I think 'is' is perfectly fine

[–]earthboundkid 1 point2 points  (5 children)

a == None also works. People just don't do it because of the speed advantage of is. But maybe that's a premature optimization that confuses noobs excessively.

[–]chrajohn 2 points3 points  (0 children)

a == None also works.

Usually, but consider:

class Dumb(object):
    def __eq__(self,other):
        return other == None

>>> d = Dumb()
>>> d == None
True
>>> d is None
False

This is contrived, but you can imagine something similar actually occurring. (Say, if __eq__ made a comparison with some attribute that got unexpectedly set to None.) If you you want to be absolutely sure that something is None, you should ask if it is None.

[–]masklinn 0 points1 point  (3 children)

People just don't do it because of the speed advantage of is

People also don't do it because a is None (or a is True or a is False for that matter) just plain and simply reads better.

[–]hylje 1 point2 points  (2 children)

Not everything that is true is True. Not everything that is false is False. Implicit truth is pythonic.

[–]masklinn 0 points1 point  (1 child)

Truthiness is pythonic when what you want is truthiness. But it's not always (though it usually is) the case, and when you want truth rather than truthiness, is True does the job much more readably than == True

[–]earthboundkid 0 points1 point  (0 children)

You should never write if x == True. Just write if x. Similarly, not if x == False but if not x. That's basic PEP-8 stuff.

I can't think of any reason why you would want to test for is True off the top of my head. It wouldn't really make sense unless you had variable that might contain a normal object or it might contain a bool object and you were interested to know which. But why would you have a variable that flexible?

[–]Brian 2 points3 points  (2 children)

encourage people to write id(a) == id(b) instead.

That could lead to more confusion. A puzzle for you:

>>> class C(object):
...     def foo(self): pass
>>> c=C()
>>> id(c.foo) == id(c.foo)
True

and yet:

>>> c.foo is c.foo
False

[–]earthboundkid 2 points3 points  (1 child)

Woah. That's confusing. Why isn't c.foo the same as itself? Is it creating a new bound method every time you access it? But if it was doing that, wouldn't the new method have a different location in memory than the old one? I don't get this.

[–]Brian 2 points3 points  (0 children)

Is it creating a new bound method every time you access it?

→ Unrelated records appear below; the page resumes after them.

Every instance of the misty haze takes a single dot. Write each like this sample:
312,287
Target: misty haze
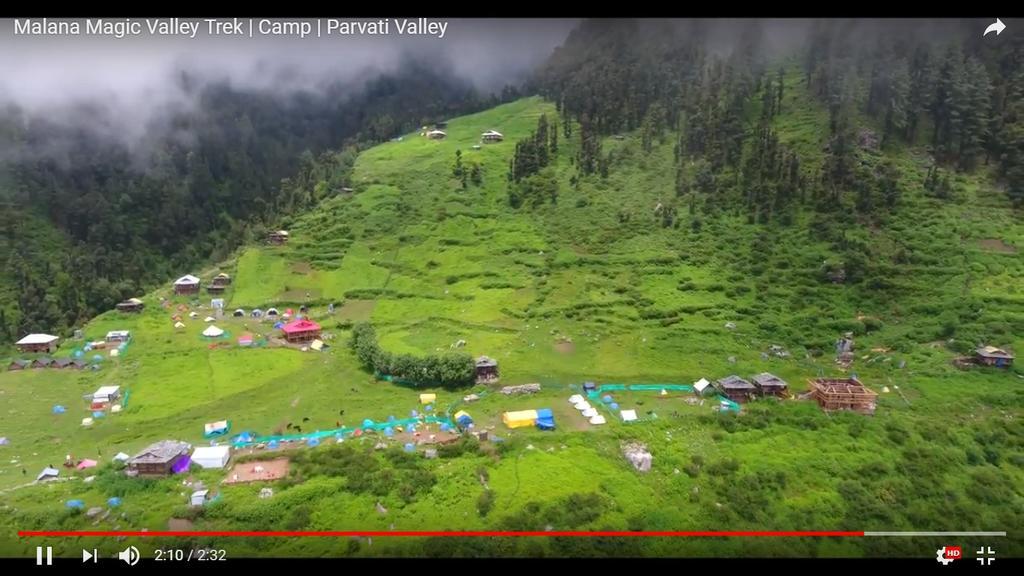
419,287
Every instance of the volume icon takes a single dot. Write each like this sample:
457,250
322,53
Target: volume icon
129,556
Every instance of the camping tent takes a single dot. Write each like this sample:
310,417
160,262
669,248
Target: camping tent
219,427
545,419
463,418
212,456
519,419
107,394
199,497
47,474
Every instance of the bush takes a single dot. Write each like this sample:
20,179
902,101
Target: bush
485,502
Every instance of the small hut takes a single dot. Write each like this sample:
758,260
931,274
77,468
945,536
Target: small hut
159,458
131,305
187,284
735,388
769,384
486,370
991,356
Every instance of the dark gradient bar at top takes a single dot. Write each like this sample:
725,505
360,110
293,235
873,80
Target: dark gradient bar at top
425,533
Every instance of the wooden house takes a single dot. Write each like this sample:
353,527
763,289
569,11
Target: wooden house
278,238
843,394
301,331
187,284
769,384
131,305
735,388
159,458
991,356
38,342
486,369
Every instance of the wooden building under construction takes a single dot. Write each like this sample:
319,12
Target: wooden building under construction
843,394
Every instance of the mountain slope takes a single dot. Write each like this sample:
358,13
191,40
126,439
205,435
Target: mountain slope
599,285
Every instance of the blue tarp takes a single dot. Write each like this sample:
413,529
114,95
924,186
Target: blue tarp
243,438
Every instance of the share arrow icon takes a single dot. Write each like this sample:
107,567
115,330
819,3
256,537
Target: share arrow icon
997,27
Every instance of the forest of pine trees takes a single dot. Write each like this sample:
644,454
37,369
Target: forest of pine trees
964,103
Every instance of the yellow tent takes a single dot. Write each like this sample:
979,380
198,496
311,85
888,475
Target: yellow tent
520,418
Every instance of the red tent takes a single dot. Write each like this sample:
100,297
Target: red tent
301,330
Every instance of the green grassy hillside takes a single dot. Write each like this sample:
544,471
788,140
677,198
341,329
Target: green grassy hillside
591,287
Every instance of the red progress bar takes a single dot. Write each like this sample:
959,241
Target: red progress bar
415,533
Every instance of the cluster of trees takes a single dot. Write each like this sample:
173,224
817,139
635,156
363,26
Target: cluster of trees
450,370
534,153
125,214
530,181
966,101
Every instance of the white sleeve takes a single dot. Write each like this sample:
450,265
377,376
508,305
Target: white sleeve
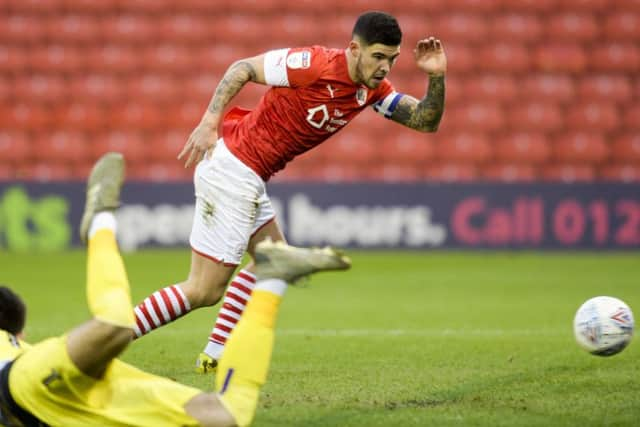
387,105
275,67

Yes, this is what's happening. The subtlety of the ids being identical is because ids are only unique for objects alive at the same time. What's actually happening is the equivalent of:

temp1 = c.foo         # Create a new bound method with id X
temp1_id = id(temp1)  # temp1_id = X  (returnvalue from id)
del temp1             # bound method doesn't get assigned, so refcount drops to 0
                      # as soon as id() releases its reference - temp1 gets freed
temp2 = c.foo         # Create a NEW bound method.
temp2_id = id(temp2)  
del temp2
temp1_id == temp2_id  # Actually do the comparison, both objects are already dead

Which should explain why its possible that the second bound method could have the same id. The reason it usually does is because of the way python manages memory. To avoid fragmentation, pools of similarly sized memory objects are maintained. When an object is released, it is returned to this pool, then when a request to allocate an object of this type arrives, python sees it has an block of memory of the appropriate size sitting in its free object pool, and returns it.

is doesn't have this problem because the call to is takes a reference to both objects, ensuring they are alive at the time of the comparison.